The various exhibits of this beautiful museum have been aptly named; The John Deere Room, Ancient Past, Brick plants, and American Revolution Soldier and Railroad Clubhouse history. Stepping back even further into the past, you see a livery, a woodshop, and a Blacksmith shop. The tools of their trades are proudly displayed. It stuns me to think of everything they were able to create by hand, without computers or the laser technology we have today.
John Morrel played a considerable part in the town’s history and has a special section all of its own. Still one of the major employers in the area, it is fun to see their past. From models of their porky mascot “Mr. Ham” to the display of a beautiful colored calendar that was developed with the partnership with the folks at Walt Disney, it is easy to see how the company kept transitioning to make it still relevant today from its inception in 1827.
Outside the building is a full-sized engine: Locomotive 3001. A special track was designed to move it into place after it was donated, and it sits there to this day. It is truly a sight to see.
One of my Favorites
I quilt and enjoy seeing other works of art that were crafted by people of the past. I loved seeing the Red Cross Quilt, merely one of their over fifty in the collection. The names of all soldiers who perished in the war were carefully embroidered into this memento. It was designed for future generations to hopefully look back at and remember those who gave their all for us. Being a Desert Storm vet, I can respect that. Women had so little power at that time, not even able to vote yet, and yet? They preserved history in the best way they could.
Women’s Work is Never Done
If you want to see what women were up to besides quilting, you will love the display that describes how their days were long and hard. The washing, the canning, food preservation, helping out with the farmwork, and maintaining the community. All in addition to raising the kids? Hmm, it kind of sounds like my life today, LOL! At least we have a lot of technology behind us to make all of those tasks easier.

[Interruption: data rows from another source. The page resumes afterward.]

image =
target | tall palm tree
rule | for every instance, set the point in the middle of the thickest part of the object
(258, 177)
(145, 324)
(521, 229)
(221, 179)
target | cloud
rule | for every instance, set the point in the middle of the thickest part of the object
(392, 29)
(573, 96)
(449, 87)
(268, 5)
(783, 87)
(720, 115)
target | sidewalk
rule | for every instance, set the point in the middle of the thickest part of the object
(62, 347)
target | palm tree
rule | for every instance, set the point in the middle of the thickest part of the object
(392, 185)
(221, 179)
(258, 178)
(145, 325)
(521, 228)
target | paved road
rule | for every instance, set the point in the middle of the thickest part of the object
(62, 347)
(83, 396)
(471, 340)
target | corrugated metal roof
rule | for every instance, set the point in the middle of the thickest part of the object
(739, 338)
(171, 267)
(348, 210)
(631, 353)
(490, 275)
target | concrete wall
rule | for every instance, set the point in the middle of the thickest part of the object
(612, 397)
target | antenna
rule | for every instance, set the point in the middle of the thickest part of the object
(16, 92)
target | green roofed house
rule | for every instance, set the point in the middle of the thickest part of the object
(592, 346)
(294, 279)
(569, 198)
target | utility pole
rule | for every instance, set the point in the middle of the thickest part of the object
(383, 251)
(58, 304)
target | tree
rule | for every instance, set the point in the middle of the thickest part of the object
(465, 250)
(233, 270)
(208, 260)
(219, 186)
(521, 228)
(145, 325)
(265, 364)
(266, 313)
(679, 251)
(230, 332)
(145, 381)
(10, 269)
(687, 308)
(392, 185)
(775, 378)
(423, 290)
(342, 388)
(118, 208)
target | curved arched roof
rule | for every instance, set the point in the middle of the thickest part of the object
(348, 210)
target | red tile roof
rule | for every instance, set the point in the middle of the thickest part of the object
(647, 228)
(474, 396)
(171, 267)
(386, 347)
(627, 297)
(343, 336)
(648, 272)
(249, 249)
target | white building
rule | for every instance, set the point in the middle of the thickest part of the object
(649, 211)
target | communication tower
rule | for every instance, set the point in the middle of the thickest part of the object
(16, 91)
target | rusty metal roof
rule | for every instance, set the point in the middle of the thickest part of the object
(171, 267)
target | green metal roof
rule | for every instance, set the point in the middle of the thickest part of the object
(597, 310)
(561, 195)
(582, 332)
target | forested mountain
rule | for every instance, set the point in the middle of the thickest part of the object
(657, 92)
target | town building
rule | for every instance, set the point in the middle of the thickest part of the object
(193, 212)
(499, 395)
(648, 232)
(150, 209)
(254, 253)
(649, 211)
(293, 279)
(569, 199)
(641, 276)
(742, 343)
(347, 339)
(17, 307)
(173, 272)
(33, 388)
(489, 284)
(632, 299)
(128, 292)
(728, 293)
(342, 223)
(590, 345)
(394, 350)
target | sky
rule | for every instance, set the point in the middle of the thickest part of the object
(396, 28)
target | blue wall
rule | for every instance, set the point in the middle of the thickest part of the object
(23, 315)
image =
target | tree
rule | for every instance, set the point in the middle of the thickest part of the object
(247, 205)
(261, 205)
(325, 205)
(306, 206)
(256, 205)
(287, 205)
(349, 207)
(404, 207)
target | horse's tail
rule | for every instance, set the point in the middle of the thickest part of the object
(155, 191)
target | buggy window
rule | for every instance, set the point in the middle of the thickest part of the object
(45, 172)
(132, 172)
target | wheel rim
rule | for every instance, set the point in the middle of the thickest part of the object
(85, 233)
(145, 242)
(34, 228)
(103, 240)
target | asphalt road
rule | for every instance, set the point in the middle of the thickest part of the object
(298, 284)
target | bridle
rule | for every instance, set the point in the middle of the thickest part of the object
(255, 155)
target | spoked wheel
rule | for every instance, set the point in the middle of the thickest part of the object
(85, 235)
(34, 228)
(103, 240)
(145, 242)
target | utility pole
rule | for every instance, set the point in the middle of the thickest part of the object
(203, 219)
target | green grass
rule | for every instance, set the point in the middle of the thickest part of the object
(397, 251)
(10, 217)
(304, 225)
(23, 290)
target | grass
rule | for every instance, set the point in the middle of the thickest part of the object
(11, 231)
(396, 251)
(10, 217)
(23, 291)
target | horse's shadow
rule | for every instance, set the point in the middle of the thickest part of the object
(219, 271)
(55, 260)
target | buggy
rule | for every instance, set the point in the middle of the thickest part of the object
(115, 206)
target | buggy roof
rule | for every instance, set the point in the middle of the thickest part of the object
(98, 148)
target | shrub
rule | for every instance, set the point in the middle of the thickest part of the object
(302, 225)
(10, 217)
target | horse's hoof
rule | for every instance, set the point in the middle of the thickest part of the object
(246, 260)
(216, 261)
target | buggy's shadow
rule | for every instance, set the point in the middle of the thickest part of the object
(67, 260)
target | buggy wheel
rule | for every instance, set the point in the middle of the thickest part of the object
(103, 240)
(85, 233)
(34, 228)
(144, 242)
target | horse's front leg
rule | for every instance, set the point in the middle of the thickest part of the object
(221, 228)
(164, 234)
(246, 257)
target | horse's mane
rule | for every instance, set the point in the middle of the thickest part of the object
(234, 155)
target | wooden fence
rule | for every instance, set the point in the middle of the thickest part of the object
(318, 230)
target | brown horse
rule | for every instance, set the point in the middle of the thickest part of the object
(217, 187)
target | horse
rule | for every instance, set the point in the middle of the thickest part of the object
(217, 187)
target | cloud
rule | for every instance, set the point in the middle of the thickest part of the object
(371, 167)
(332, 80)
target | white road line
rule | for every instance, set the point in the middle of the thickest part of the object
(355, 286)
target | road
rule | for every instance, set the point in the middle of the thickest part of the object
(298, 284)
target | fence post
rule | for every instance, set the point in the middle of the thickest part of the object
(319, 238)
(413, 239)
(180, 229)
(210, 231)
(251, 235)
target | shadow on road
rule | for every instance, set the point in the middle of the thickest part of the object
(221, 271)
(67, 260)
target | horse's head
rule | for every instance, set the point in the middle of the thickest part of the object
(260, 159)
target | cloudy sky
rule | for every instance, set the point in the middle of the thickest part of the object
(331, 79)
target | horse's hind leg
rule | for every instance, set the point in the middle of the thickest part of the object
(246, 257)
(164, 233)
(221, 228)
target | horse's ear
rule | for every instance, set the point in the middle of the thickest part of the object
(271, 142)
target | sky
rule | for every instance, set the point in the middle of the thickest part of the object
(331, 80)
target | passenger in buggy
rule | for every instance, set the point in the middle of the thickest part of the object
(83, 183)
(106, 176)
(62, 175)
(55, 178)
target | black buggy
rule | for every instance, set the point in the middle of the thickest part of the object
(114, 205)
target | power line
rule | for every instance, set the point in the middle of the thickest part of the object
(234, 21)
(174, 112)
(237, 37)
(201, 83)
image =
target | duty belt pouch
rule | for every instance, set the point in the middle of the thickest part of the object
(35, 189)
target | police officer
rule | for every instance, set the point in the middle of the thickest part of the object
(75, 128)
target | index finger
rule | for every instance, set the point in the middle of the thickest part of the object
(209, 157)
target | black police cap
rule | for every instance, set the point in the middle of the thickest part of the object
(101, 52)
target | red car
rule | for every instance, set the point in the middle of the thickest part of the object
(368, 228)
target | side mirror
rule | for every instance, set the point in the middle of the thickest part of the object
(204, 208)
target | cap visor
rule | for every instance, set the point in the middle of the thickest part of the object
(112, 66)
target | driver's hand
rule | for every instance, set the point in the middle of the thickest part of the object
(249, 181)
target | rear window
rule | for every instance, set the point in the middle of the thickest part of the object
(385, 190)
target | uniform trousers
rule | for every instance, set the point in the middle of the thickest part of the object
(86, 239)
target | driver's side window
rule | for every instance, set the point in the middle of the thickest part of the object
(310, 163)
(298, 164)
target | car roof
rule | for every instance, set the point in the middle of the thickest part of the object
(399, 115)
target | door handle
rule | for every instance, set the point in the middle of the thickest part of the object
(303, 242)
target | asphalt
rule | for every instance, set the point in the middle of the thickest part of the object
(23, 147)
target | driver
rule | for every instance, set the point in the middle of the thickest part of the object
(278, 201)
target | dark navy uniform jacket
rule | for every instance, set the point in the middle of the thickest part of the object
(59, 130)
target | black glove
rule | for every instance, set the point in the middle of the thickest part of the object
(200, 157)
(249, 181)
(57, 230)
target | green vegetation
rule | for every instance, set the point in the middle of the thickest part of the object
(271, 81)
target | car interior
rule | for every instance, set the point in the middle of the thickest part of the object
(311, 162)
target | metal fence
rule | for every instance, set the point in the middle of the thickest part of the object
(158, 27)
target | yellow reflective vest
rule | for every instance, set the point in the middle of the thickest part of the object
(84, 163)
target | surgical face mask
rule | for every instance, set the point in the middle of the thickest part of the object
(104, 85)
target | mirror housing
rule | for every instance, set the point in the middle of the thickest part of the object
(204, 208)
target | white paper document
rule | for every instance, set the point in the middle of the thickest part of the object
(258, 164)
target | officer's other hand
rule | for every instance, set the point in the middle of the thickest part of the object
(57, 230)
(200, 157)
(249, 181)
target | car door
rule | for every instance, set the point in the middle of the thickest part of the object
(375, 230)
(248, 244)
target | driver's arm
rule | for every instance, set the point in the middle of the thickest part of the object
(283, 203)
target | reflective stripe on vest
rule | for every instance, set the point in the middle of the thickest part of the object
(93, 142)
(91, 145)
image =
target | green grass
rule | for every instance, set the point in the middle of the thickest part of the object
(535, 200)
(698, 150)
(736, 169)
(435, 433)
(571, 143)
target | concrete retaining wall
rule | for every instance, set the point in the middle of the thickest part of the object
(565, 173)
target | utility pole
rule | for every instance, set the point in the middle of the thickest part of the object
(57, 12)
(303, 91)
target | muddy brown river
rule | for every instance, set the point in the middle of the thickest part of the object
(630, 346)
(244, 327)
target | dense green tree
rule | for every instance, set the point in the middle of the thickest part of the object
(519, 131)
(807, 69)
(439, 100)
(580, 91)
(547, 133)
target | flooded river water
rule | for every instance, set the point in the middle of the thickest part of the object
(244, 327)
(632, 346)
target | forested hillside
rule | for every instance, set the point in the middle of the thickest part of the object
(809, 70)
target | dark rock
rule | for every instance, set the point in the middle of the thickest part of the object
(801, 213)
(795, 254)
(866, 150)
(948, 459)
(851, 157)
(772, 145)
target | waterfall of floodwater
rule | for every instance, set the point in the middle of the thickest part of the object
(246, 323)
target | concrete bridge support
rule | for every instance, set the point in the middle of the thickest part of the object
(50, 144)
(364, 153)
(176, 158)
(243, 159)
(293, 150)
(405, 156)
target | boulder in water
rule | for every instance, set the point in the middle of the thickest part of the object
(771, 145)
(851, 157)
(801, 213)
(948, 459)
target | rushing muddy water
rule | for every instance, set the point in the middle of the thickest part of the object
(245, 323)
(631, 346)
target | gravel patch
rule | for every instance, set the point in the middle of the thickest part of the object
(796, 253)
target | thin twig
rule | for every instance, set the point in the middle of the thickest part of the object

Shopping at the Wapello County Historical Museum
Are you one to look for a souvenir? There is a store inside the museum wherein one can get lovely souvenirs like Native American beaded necklaces, harmonica, novelty pencil sharpeners, and of course, M*A*S*H paraphernalia. The character Radar O’Reilly, as well as Colonel Sherma Potter, from the legendary hit series were said to hail from Ottumwa. I will tell you that your purchase always helps a non-profit, as well as making sure you sign the guest book. If they ever apply for a grant, having that collection of signatures makes a real difference helping to validate them.
Hours and Admission
The museum is open from Wednesdays to Saturdays, 12 noon to 4 pm. It remains closed on Sundays and Mondays. Admission is nominal, and you might run into a school field trip – I can’t imagine a better place to take students in the area to learn about their past.